An indication of special needs is only as useful as the amount of knowledge people have of such needs. Hence I think it is important that
4. Airport staff be trained on symptoms and limitations of various special needs, especially the "invisible" needs like intellectual disability, so that they can respond appropriately in urgent situations like when an autistic child melts down. In the case of autism, staff would learn, through training, important tips like using a calm voice in communication, steering the family to a quiet place or allowing them to go first (in queues) to minimise the child's distress in waiting.
5. Ideally, there would be a priority queue for families with special needs. This would facilitate clearance of customs together with the caregiver (so the general public wouldn't question the exception) and also minimise unhappiness of the general public should the special-needs person cause delay of queue.
I never knew until this forum, that there is such a place called the special-needs lounge in Changi Airport.

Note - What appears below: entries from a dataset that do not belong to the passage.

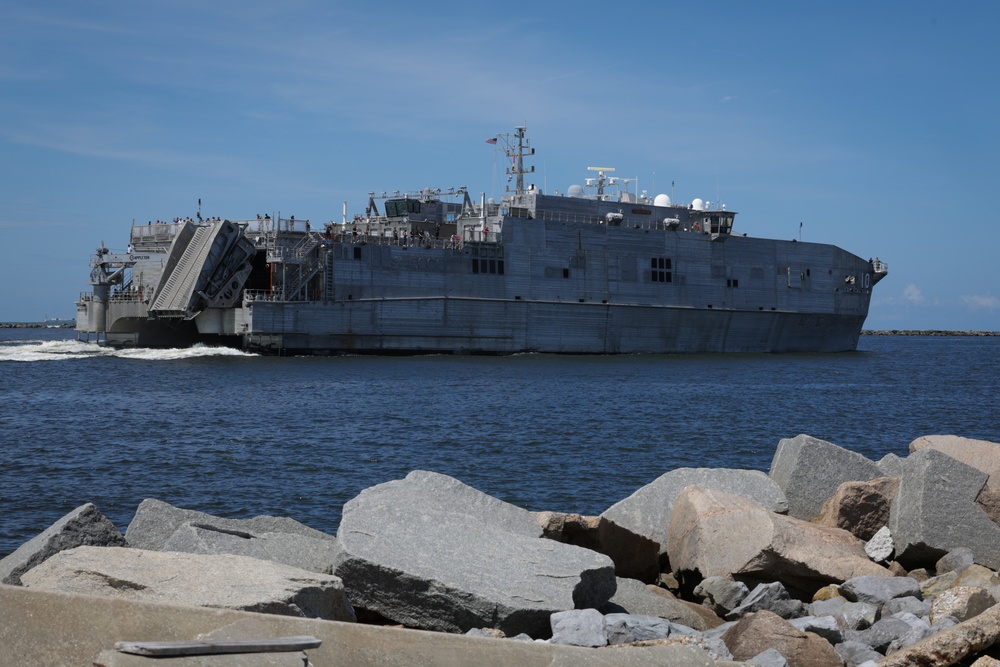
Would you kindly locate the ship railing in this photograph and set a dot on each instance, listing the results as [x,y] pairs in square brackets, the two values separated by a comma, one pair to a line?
[250,296]
[298,252]
[582,218]
[154,233]
[405,241]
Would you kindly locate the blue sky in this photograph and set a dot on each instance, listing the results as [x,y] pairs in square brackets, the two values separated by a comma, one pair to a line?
[875,125]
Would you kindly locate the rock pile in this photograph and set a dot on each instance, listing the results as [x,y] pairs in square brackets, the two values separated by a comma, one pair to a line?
[830,559]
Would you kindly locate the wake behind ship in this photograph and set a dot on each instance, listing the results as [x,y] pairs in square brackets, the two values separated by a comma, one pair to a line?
[604,272]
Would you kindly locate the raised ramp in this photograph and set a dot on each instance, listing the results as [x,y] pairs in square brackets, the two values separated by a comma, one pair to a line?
[174,294]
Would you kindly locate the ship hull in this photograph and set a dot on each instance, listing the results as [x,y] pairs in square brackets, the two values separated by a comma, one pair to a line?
[480,326]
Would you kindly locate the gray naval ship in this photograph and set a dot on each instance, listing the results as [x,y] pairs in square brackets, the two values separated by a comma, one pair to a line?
[601,272]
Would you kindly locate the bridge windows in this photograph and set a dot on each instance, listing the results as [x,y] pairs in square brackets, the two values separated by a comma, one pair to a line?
[660,270]
[488,260]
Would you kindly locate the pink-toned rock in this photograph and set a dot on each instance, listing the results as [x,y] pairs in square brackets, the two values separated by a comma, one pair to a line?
[951,646]
[860,507]
[757,632]
[718,534]
[962,602]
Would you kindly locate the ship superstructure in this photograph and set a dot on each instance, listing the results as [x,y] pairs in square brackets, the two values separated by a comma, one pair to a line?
[604,272]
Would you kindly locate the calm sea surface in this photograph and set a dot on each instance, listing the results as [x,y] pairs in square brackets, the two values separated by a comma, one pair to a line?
[237,436]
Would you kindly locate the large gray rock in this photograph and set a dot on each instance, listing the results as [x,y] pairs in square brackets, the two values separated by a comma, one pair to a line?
[879,590]
[83,526]
[628,628]
[949,646]
[430,552]
[721,595]
[227,582]
[307,553]
[634,597]
[826,627]
[647,512]
[719,534]
[155,522]
[982,455]
[809,470]
[578,627]
[772,597]
[935,511]
[881,633]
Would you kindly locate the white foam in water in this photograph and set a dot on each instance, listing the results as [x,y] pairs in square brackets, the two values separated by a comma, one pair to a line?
[59,350]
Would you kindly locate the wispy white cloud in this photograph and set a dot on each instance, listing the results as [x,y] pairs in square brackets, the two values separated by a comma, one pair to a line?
[981,301]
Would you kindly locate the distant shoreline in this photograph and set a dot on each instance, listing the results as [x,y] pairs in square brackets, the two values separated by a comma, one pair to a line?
[927,332]
[876,332]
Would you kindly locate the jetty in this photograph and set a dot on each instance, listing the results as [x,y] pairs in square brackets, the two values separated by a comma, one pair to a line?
[830,558]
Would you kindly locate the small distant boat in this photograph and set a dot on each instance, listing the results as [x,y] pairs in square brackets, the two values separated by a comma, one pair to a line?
[598,270]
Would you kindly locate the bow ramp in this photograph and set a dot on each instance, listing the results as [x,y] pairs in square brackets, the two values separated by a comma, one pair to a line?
[206,267]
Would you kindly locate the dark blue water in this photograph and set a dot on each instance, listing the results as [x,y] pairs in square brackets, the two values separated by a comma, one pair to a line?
[239,436]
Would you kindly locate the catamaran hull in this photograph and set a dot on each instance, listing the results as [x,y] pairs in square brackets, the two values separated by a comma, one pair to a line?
[478,326]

Apparently, when we book air tickets, we can indicate to the airline our need to use this quiet place. Then a staff may usher us there to wait for the plane. Ease of use however depends on the airline, so it'd be good if
6. Accessibility to this special-needs lounge can be controlled by the airport rather than by individual airlines - perhaps showing the DDR card for the family to gain entry. Also, that this lounge not be just a quiet place with soft seats; it can contain books and sensory toys to occupy children with special needs. There can even be a soundproof, dimly-lighted room in this lounge where autistic children can enter individually and sit on a bouncy ball to calm down when they have a meltdown.
7. If there are provisions for people with special needs, these need to be clearly stated on the website for easy access. Perhaps this special-needs page on the airport's website can also include a downloadable picture procedure video or slideshow to prepare special-needs persons on what to expect at the airport.